La filière gaz redoute un scénario « tout électrique »

Les Echos Les Echos - il y a 17 jours

La filière du gaz mise sur l'essor du biométhane, produit à partir de déchets agricoles. - Photo Gilles Rolle/REA

Engie, GRDF ou GRTgaz défendent la place du gaz vert dans la feuille de route énergétique que prépare le gouvernement.

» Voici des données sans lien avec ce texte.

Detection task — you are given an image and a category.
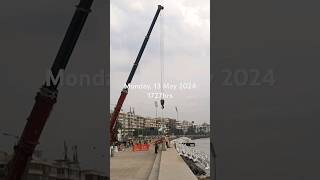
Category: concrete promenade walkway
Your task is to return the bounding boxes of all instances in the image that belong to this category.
[159,146,197,180]
[110,146,156,180]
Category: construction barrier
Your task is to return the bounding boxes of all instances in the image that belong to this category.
[132,144,150,151]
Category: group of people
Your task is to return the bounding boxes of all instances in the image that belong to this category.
[110,136,170,156]
[154,136,170,154]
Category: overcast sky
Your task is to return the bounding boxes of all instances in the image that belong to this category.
[110,0,210,123]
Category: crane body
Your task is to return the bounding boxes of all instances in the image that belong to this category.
[110,5,163,144]
[6,0,93,180]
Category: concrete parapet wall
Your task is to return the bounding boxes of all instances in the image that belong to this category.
[159,147,197,180]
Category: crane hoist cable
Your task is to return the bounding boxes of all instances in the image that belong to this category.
[159,11,164,109]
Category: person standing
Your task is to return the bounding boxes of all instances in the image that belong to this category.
[154,142,159,154]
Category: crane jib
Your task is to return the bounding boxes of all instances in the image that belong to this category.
[110,5,163,144]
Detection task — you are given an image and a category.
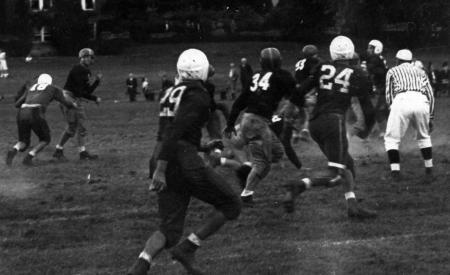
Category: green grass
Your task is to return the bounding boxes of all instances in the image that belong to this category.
[0,42,450,274]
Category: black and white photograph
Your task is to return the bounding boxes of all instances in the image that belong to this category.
[0,0,450,275]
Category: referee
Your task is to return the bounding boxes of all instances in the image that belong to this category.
[384,49,434,183]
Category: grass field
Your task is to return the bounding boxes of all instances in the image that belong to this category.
[0,42,450,275]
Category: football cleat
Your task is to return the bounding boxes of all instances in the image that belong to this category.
[170,240,204,275]
[391,171,402,182]
[80,151,98,160]
[283,180,306,213]
[127,258,150,275]
[241,195,255,207]
[235,164,252,189]
[6,149,17,166]
[53,149,67,161]
[347,206,378,220]
[22,154,33,166]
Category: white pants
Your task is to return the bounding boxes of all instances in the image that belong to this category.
[0,59,8,71]
[384,92,431,151]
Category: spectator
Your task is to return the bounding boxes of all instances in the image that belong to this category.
[228,63,239,99]
[0,49,9,78]
[158,74,174,100]
[240,57,253,91]
[142,77,155,101]
[126,73,137,102]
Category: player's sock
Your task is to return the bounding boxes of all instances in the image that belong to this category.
[387,150,400,171]
[138,250,152,264]
[187,233,202,247]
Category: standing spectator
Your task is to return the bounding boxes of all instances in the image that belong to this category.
[158,74,174,100]
[228,63,239,99]
[6,74,77,166]
[0,49,9,78]
[126,73,137,102]
[53,48,102,160]
[240,57,253,92]
[384,49,434,182]
[142,77,155,101]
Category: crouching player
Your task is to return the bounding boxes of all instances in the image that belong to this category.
[284,36,376,219]
[128,49,241,275]
[6,74,77,166]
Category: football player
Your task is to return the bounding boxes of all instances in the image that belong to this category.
[361,39,389,137]
[284,36,376,218]
[128,49,241,275]
[224,48,303,204]
[6,74,77,166]
[295,45,321,141]
[53,48,102,160]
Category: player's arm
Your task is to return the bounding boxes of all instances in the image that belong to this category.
[227,89,251,129]
[14,90,28,108]
[423,73,434,119]
[53,86,77,108]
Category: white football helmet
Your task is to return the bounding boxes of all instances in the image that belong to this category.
[395,49,412,61]
[38,74,53,85]
[177,49,209,81]
[330,35,355,60]
[369,39,383,54]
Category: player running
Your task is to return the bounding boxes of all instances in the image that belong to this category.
[295,45,321,141]
[224,48,303,204]
[6,74,77,166]
[284,36,376,218]
[128,49,241,275]
[53,48,102,160]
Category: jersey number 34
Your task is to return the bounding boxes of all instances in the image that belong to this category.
[250,72,272,92]
[319,65,353,94]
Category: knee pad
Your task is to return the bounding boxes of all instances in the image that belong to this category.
[311,167,345,187]
[218,196,242,221]
[78,128,87,137]
[159,225,183,248]
[65,123,77,137]
[384,137,400,151]
[19,142,30,152]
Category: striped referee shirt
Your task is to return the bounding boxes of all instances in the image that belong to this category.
[386,62,434,118]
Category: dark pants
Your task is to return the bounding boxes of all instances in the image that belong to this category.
[150,141,241,247]
[309,114,354,172]
[17,107,51,147]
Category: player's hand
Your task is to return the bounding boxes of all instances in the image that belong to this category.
[205,139,225,151]
[223,126,236,139]
[148,169,167,193]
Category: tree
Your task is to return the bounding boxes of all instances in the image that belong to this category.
[49,0,90,55]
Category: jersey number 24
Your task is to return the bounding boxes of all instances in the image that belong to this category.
[319,64,353,94]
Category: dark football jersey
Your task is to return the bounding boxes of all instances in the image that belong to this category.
[304,62,373,120]
[295,56,321,83]
[228,69,295,126]
[64,64,100,101]
[158,81,211,161]
[16,84,73,110]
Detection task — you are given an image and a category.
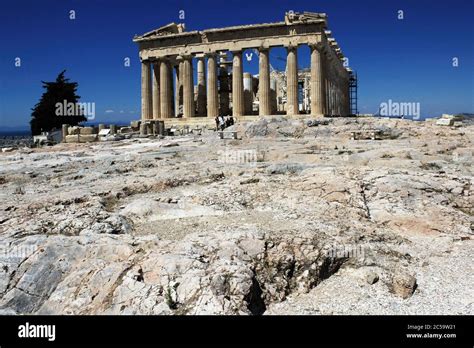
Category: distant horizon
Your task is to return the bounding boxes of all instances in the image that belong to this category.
[0,0,474,130]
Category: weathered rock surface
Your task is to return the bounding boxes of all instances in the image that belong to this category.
[0,117,474,314]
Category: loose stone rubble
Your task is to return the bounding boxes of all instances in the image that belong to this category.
[0,117,474,315]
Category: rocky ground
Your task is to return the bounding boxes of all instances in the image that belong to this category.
[0,118,474,314]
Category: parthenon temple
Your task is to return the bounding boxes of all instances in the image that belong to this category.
[133,12,352,122]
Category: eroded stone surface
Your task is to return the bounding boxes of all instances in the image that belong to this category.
[0,118,474,314]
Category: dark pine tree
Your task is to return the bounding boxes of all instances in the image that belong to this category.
[30,70,87,135]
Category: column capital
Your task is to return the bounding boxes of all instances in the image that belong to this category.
[204,52,217,58]
[180,54,194,60]
[308,42,324,53]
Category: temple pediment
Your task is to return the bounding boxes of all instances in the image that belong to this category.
[135,22,186,39]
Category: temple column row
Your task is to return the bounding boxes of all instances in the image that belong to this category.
[141,44,349,120]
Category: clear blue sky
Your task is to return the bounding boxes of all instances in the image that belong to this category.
[0,0,474,129]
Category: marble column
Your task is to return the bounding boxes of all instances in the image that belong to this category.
[232,51,244,116]
[244,73,253,115]
[206,53,219,118]
[153,61,160,120]
[258,48,271,116]
[270,79,277,115]
[183,56,194,117]
[286,46,299,115]
[160,58,173,118]
[310,44,326,116]
[174,61,183,117]
[219,56,230,116]
[197,56,206,116]
[141,60,152,120]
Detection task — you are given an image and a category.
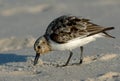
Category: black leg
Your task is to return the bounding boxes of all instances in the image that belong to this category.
[63,51,73,67]
[79,46,83,64]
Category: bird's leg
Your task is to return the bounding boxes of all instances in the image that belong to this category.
[62,51,73,67]
[79,46,83,64]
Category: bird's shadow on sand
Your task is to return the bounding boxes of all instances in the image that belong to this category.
[0,53,28,65]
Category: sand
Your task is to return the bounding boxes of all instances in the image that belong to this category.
[0,0,120,81]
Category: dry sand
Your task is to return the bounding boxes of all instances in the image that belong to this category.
[0,0,120,81]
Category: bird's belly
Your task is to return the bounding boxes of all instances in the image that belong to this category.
[51,35,101,50]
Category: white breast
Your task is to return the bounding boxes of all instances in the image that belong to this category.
[50,33,103,50]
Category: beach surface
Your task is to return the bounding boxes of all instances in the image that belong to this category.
[0,0,120,81]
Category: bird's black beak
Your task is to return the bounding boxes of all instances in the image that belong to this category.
[34,53,40,66]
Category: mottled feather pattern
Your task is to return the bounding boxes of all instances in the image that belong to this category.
[45,15,113,43]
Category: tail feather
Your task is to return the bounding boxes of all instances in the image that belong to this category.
[102,27,115,32]
[103,27,115,38]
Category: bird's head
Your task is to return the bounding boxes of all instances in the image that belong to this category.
[34,36,51,65]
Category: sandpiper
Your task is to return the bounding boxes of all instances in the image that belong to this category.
[34,15,115,66]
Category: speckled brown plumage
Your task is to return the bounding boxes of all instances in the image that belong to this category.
[45,15,114,43]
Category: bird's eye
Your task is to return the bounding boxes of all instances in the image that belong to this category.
[37,46,41,49]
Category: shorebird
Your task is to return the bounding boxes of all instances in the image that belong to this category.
[34,15,115,66]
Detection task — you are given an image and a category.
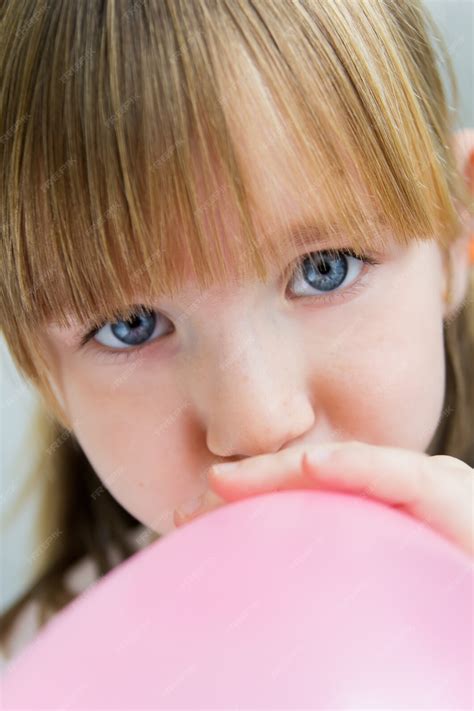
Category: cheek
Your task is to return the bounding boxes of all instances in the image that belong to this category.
[304,272,445,451]
[59,374,202,533]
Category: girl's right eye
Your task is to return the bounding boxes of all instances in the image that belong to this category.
[80,308,173,355]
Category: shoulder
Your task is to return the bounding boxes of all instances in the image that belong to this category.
[0,526,157,672]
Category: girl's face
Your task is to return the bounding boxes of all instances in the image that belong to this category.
[40,122,445,534]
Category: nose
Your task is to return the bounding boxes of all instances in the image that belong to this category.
[188,330,315,460]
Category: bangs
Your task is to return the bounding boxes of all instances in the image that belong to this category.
[0,0,466,336]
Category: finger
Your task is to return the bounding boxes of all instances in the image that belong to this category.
[208,441,474,553]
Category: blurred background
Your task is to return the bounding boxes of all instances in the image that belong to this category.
[0,0,474,611]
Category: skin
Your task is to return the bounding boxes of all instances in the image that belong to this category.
[46,130,474,554]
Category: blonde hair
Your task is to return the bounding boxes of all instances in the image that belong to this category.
[0,0,474,656]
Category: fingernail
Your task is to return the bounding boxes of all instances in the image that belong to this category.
[209,462,239,477]
[176,494,204,516]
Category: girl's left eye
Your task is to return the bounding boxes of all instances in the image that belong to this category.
[288,249,380,302]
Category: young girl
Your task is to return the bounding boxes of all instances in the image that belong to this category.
[0,0,474,668]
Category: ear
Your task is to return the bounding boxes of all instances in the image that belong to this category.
[444,128,474,319]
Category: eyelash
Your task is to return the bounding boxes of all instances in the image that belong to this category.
[76,249,381,361]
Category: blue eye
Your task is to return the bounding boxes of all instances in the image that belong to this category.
[289,249,379,298]
[80,308,174,351]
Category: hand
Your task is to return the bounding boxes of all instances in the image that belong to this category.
[175,441,474,556]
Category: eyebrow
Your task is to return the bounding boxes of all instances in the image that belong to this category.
[264,220,344,256]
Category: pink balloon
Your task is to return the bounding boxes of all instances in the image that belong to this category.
[2,490,474,711]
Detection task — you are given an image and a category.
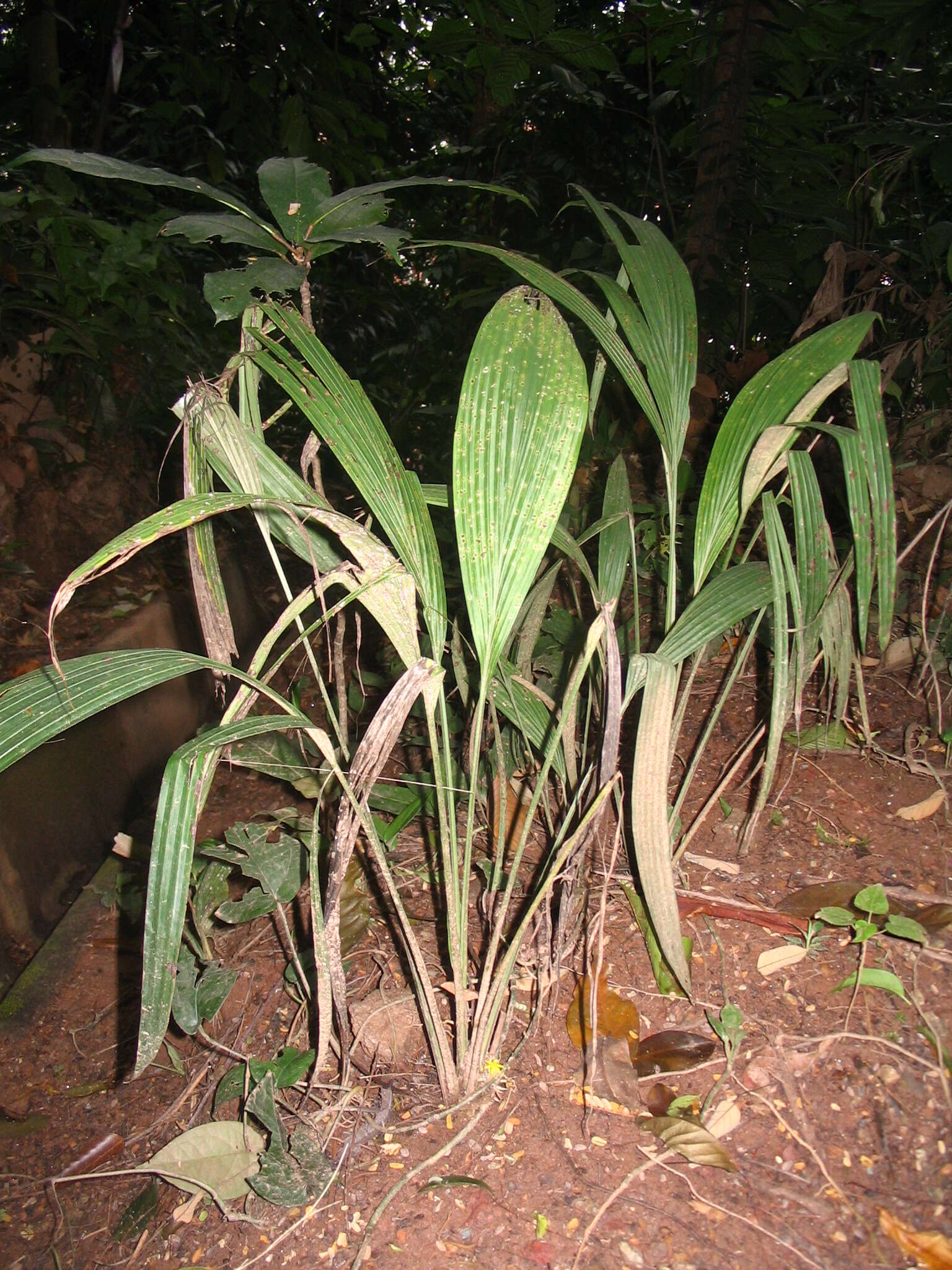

La France peut-elle se passer du gaz ? Alors que le gouvernement met la dernière main à la feuille de route énergétique du pays,[1] la filière redoute un scénario où l'électricité, forte de son empreinte carbone favorable, dominerait, au détriment des autres ressources. « Pour certains la voie à emprunter est simple, elle est monolithique et consiste à miser exclusivement sur un vecteur énergétique qui est l'électricité, a critiqué la semaine dernière Isabelle Kocher, la directrice générale d'Engie. Je ne crois pas à un scénario tout électrique[2]  ».

Chute de la consommation

Si la filière se mobilise, c'est que les premières versions de la stratégie nationale bas carbone et de la programmation pluriannuelle de l'énergie (PPE) que prépare le gouvernement prévoyaient une chute drastique de la place du gaz en France. Pour 2050, les premiers documents tablaient sur une consommation légèrement supérieure à 100 terrawattheures, contre environ 500 aujourd'hui.

Les services de l'Etat seraient revenus à un scénario moins radical, avec une consommation annuelle « comprise entre 200 et 300 terrawattheures en 2050 », selon plusieurs sources du secteur.

Les acteurs du gaz français, qui s'inquiètent du pouvoir d'EDF,[3] ne sont pas totalement rassurés pour autant. Ils tentent de faire passer le message suivant : viser une électricité 100 % décarbonée n'est pas réaliste.

D'abord parce qu'une partie est produite par des centrales à gaz ou au charbon, en particulier pendant les pics de demande. Si tous les chauffages au gaz étaient remplacés par des radiateurs électriques, la part des énergies fossiles dans la production d'électricité serait amenée à progresser... à moins d'augmenter la part du nucléaire, ce qui n'est pas le but du gouvernement. « Et il faudrait complètement redimensionner les réseaux de transport et de distribution d'électricité », pointe un expert du gaz, qui dénonce « la violence du lobby électrique, EDF en tête ».

« La solution la plus économique »

Engie, GRDF, GRTgaz... Tous les acteurs du gaz français mettent en avant le potentiel du gaz vert dans la transition énergétique[4] , en particulier le biométhane produit à partir de déchets agricoles. Ils se targuent d'avoir le soutien de l'opinion publique et celui des agriculteurs qui voient là une source de revenus.

Pour Jacques Archimbaud, qui a présidé le débat public pour préparer la PPE, les participants aux débats ont envoyé « un message clair : donnez au gaz une place plus importante que ce qui est prévu dans la trajectoire actuelle ». La campagne de la filière pour que le biogaz représente 30 % de la consommation de gaz en 2030 « a rencontré un fort écho », a-t-il déclaré cet été. « Le gaz vert est la solution décarbonée la plus économique pour répondre aux besoins de chauffage en hiver », ajoute Edouard Sauvage, le directeur général de GRDF. Au gouvernement d'en tenir compte.